Diğer bahsedeceğimiz kuraklık ise kar kuraklığıdır. Kar yağışı barajların doluluk oranını en çok etkileyen faktördür aslında. İstanbul, İzmir, Ankara gibi büyük şehirlerde betonlaşmanın çok olması, yeşil alanların az olması kent ısının yüksek seyretmesine neden oluyor sonuç olarak bu kentlere kar yağmıyor yağsa bile yere ulaşmıyor. Kar yağmadığı içinde toprak altı su kaynakları beslenemiyor. Bakıldığında her şey bir zincirin halkası aslında yani kuraklığı tek bir nedene bağlamak çok da doğru bir davranış olmaz.

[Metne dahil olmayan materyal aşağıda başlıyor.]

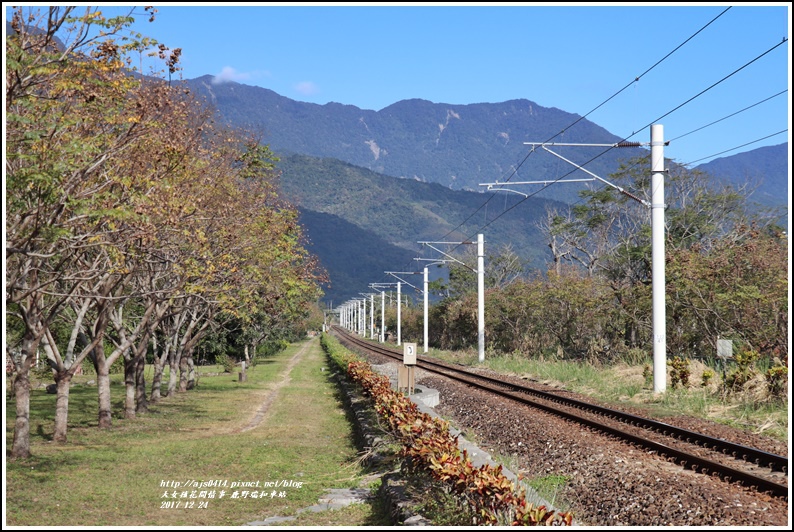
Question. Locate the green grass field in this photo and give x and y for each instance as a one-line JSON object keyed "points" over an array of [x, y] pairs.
{"points": [[127, 475]]}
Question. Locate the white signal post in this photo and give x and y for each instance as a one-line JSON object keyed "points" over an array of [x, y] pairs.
{"points": [[399, 299], [480, 287], [427, 291], [657, 206], [381, 287]]}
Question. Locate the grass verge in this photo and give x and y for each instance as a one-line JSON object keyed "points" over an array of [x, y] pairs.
{"points": [[128, 475], [625, 383]]}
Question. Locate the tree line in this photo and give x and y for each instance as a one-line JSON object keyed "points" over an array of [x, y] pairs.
{"points": [[726, 271], [135, 225]]}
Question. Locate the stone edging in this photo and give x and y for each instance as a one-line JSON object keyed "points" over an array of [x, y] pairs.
{"points": [[392, 490]]}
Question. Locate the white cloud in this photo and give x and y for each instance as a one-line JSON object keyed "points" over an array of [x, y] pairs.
{"points": [[306, 88], [230, 74]]}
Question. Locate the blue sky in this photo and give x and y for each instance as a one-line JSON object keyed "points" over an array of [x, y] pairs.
{"points": [[571, 56]]}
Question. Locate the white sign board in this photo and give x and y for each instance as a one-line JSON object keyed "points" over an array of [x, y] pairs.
{"points": [[724, 348], [409, 354]]}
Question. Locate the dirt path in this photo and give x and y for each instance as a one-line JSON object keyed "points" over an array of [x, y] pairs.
{"points": [[284, 379]]}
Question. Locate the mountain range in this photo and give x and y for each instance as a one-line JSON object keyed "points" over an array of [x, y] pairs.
{"points": [[370, 185]]}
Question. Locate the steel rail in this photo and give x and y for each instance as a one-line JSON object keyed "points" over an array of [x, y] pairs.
{"points": [[681, 457]]}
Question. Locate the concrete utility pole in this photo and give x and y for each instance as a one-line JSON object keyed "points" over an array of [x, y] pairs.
{"points": [[480, 287], [657, 206], [657, 259], [480, 298]]}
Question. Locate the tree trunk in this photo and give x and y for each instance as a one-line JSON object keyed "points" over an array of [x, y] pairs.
{"points": [[173, 374], [21, 445], [103, 392], [157, 381], [183, 371], [62, 379], [191, 373], [129, 387], [140, 385], [159, 365]]}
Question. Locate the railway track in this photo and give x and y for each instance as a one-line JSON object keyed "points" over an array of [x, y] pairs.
{"points": [[732, 462]]}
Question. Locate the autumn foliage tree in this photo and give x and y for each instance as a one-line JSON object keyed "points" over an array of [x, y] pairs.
{"points": [[130, 216]]}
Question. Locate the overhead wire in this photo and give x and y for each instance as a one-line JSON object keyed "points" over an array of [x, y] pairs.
{"points": [[637, 78], [644, 127]]}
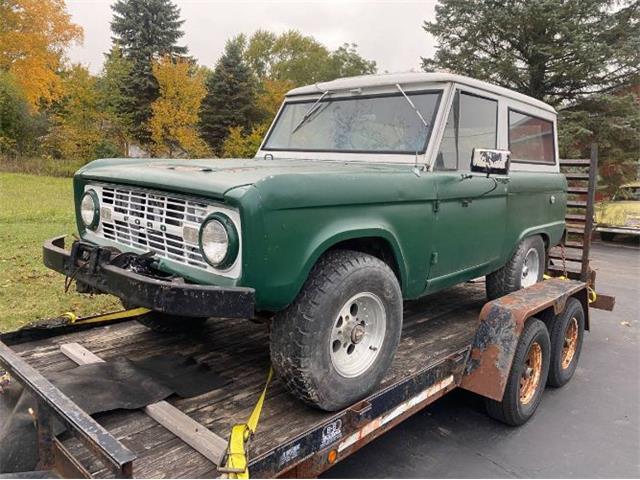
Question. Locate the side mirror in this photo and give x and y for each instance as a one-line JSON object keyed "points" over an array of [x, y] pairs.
{"points": [[490, 161]]}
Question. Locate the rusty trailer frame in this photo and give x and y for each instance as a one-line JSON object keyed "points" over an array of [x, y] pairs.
{"points": [[482, 366]]}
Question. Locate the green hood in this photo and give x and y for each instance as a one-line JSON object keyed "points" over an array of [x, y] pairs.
{"points": [[215, 177]]}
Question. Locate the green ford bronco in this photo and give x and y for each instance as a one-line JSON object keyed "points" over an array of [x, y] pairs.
{"points": [[365, 192]]}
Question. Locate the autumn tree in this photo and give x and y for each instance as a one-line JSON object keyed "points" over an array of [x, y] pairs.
{"points": [[33, 37], [146, 31], [301, 59], [79, 128], [229, 101], [174, 114], [15, 118], [239, 144]]}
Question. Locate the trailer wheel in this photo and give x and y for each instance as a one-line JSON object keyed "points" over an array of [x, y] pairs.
{"points": [[607, 236], [334, 343], [527, 377], [164, 323], [525, 268], [567, 333]]}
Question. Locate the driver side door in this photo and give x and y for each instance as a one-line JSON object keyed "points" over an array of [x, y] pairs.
{"points": [[470, 219]]}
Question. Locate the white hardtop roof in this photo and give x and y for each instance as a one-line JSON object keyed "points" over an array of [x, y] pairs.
{"points": [[408, 80]]}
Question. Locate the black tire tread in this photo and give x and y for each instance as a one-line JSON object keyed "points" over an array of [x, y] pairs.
{"points": [[506, 411], [506, 279], [556, 378]]}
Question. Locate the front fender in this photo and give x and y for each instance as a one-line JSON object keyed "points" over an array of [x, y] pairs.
{"points": [[331, 237]]}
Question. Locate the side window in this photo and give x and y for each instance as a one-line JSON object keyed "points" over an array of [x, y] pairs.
{"points": [[472, 123], [530, 139]]}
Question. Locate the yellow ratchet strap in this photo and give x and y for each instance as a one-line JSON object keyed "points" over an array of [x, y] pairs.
{"points": [[591, 293], [133, 312], [237, 465]]}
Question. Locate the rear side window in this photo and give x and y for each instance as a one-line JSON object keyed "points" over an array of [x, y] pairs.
{"points": [[472, 123], [530, 139]]}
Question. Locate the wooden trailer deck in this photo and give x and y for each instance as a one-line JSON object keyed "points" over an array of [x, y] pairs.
{"points": [[434, 328]]}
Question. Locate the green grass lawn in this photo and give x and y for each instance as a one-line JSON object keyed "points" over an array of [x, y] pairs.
{"points": [[32, 209]]}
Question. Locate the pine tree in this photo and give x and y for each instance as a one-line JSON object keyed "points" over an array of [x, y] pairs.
{"points": [[553, 50], [145, 30], [229, 101]]}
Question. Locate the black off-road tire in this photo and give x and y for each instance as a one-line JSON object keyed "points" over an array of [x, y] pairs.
{"points": [[508, 278], [560, 374], [511, 410], [165, 323], [607, 236], [300, 335]]}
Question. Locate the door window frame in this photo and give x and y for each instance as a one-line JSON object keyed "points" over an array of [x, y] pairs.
{"points": [[447, 104], [554, 160]]}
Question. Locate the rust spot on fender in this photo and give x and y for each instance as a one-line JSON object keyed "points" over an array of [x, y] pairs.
{"points": [[500, 323]]}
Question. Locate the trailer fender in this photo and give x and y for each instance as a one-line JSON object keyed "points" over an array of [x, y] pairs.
{"points": [[500, 323]]}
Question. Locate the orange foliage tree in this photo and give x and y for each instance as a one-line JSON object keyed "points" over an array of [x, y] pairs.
{"points": [[33, 37]]}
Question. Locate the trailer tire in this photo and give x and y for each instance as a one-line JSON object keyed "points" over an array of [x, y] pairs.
{"points": [[510, 278], [165, 323], [607, 236], [567, 334], [531, 366], [325, 349]]}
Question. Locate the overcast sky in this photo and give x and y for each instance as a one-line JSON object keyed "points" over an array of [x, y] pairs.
{"points": [[389, 32]]}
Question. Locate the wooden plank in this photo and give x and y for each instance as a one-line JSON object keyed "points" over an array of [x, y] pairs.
{"points": [[556, 253], [575, 162], [182, 426], [576, 176], [575, 217]]}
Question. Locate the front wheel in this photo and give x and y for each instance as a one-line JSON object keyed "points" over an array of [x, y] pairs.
{"points": [[333, 345], [525, 268]]}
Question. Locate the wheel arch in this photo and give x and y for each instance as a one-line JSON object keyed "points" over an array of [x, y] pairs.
{"points": [[379, 242]]}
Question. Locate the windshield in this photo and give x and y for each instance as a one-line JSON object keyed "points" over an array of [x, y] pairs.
{"points": [[363, 124], [627, 193]]}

Bahsetmemiz gereken en önemli konulardan birisi ise barajların bir dip seviyesi olduğudur. Bu demek oluyor ki barajlarda bulunan tüm suyu kullanamayız bunun nedeni ise bu barajlarda yaşayan diğer canlı dostlarımızdır. Tarım ve Orman Bakanlığı İstanbul’da barajların doluluk oranının %27 olduğunu ve eğer hiç yağmur yağmasa bile bu suyun yaklaşık 3 ay boyunca İstanbul’a yeteceğini açıkladı. Bu oran Ankara’da %13 ile 5 aya, İzmir’de %37.5 doluluk oranıyla 5 buçuk aya tekabül etmektedir. Ancak bu oranlar tüm suları kullanırsak gerçek bir oran olur ve tüm suyu kullanamayacağımıza göre susuz kalacağımız günler kapıda.
Demek istediğim şey şu ki eğer paçaları sıvayıp işe koyulmazsak paçalarımızı ıslatabilecek suya hasret kalacağız.